To predict signal peptides, run signalP:
export SNIC_TMP=$SNIC_TMP:~/RNAseq_assembly_annotation/RNAseq_annotation/trinotate
signalp -f short -n signalp.out Trinity_200.fa.transdecoder.pep
Tmhmm software tools is very useful for predicting transmembrane domains. Run TMHMM to predict transmembrane regions:
tmhmm --short < Trinity_200.fa.transdecoder.pep > tmhmm.out
To load results of your previous analyses you need to copy the database in your folder (otherwise you will not be able to modify it):
cp ~/RNAseq_assembly_annotation/assembly_annotation/database/trinotate_database/Trinotate.sqlite .

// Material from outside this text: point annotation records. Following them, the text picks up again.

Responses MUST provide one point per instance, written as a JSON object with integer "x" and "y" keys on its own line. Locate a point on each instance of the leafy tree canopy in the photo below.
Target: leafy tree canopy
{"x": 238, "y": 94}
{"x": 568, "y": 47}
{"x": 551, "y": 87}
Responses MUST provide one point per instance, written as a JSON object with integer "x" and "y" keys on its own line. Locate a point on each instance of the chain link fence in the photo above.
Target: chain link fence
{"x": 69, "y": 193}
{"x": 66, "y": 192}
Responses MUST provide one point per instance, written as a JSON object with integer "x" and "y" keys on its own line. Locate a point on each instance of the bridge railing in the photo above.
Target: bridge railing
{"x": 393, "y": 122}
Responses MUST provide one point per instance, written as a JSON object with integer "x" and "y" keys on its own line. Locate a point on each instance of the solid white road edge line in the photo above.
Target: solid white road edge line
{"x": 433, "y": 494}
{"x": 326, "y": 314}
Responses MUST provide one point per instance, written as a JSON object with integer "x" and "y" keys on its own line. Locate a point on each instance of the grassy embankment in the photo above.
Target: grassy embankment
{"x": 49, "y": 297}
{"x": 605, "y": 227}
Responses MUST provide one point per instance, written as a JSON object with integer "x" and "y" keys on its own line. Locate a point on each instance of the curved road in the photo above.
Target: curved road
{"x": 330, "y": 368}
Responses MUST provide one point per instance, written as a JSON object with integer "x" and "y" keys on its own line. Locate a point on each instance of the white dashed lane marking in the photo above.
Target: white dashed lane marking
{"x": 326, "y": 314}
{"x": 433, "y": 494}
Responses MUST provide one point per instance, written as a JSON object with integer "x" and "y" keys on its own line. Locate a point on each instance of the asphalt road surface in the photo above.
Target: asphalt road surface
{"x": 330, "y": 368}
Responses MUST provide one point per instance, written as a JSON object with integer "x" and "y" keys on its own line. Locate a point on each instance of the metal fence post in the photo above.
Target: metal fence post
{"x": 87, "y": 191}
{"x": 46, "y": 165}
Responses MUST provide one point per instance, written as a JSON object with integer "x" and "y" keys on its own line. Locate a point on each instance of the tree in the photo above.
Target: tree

You also need the transcript sequences (Trinity_200.fa), the protein sequences (Trinity_200.fa.transdecoder.pep) and a file showing gene/Transcript relationships (tab delimited format: “gene_id(tab)transcript_id”). You are using Trinity assemblies, you can generate this file like this:
/sw/apps/bioinfo/trinity/2.8.2/rackham/util/support_scripts/get_Trinity_gene_to_trans_map.pl Trinity_200.fa > Trinity_200.fa.gene_trans_map
Then you can load those three files into the databases:
Trinotate Trinotate.sqlite init --gene_trans_map Trinity_200.fa.gene_trans_map --transcript_fasta Trinity_200.fa --transdecoder_pep Trinity_200.fa.transdecoder.pep
Load the blast results :
Trinotate Trinotate.sqlite LOAD_swissprot_blastp swissprot.blastp.outfmt6
Trinotate Trinotate.sqlite LOAD_swissprot_blastx swissprot.blastx.outfmt6
Load the other domains results :
Trinotate Trinotate.sqlite LOAD_pfam TrinotatePFAM.out
Trinotate Trinotate.sqlite LOAD_tmhmm tmhmm.out
Trinotate Trinotate.sqlite LOAD_signalp signalp.out
From the database you can create a report to visualize the results :
Trinotate Trinotate.sqlite report > trinotate_annotation_report.xls
You can have a look at the parameters if you want to select by evalue or Pfam cutoff.
The output is a 14 columns tabulated file, you can read more about it here.
Have a look at the results, you can retrieve them on your computer to have a better view at it. what do you see? How many transcripts are annotated? What kind of information do you get?
You have executed part of the trinotate pipeline step by step but it is now possible to run it as a real pipeline with all the step automated see.
You can run other analyses with the pipeline such as RNAMMER to look for RNA (there was none in this sequence).
You can also load expression data, expression clusters and some other annotated text into the database created see.
Finally, you can visualize all those data using the TrinotateWeb tool to visualize the annotation results and differential expression data same link as before.
One alternative to annotate transcripts or protein is Interproscan. InterproScan combines a number of searches for conserved motifs and curated data sets of protein clusters etc. This step may take fairly long time. It is recommended to parallelize it for huge amount of data by doing analysis of chunks of tens or hundreds proteins.
The annotated transcripts can be used in different way in annotation. It can be used to help in the first annotation round to map annotated transcripts to the genome and then help for the genes annotation. It can also be used after the annotation to complement and improve this one if RNAseq data were not available when the genome annotation was done.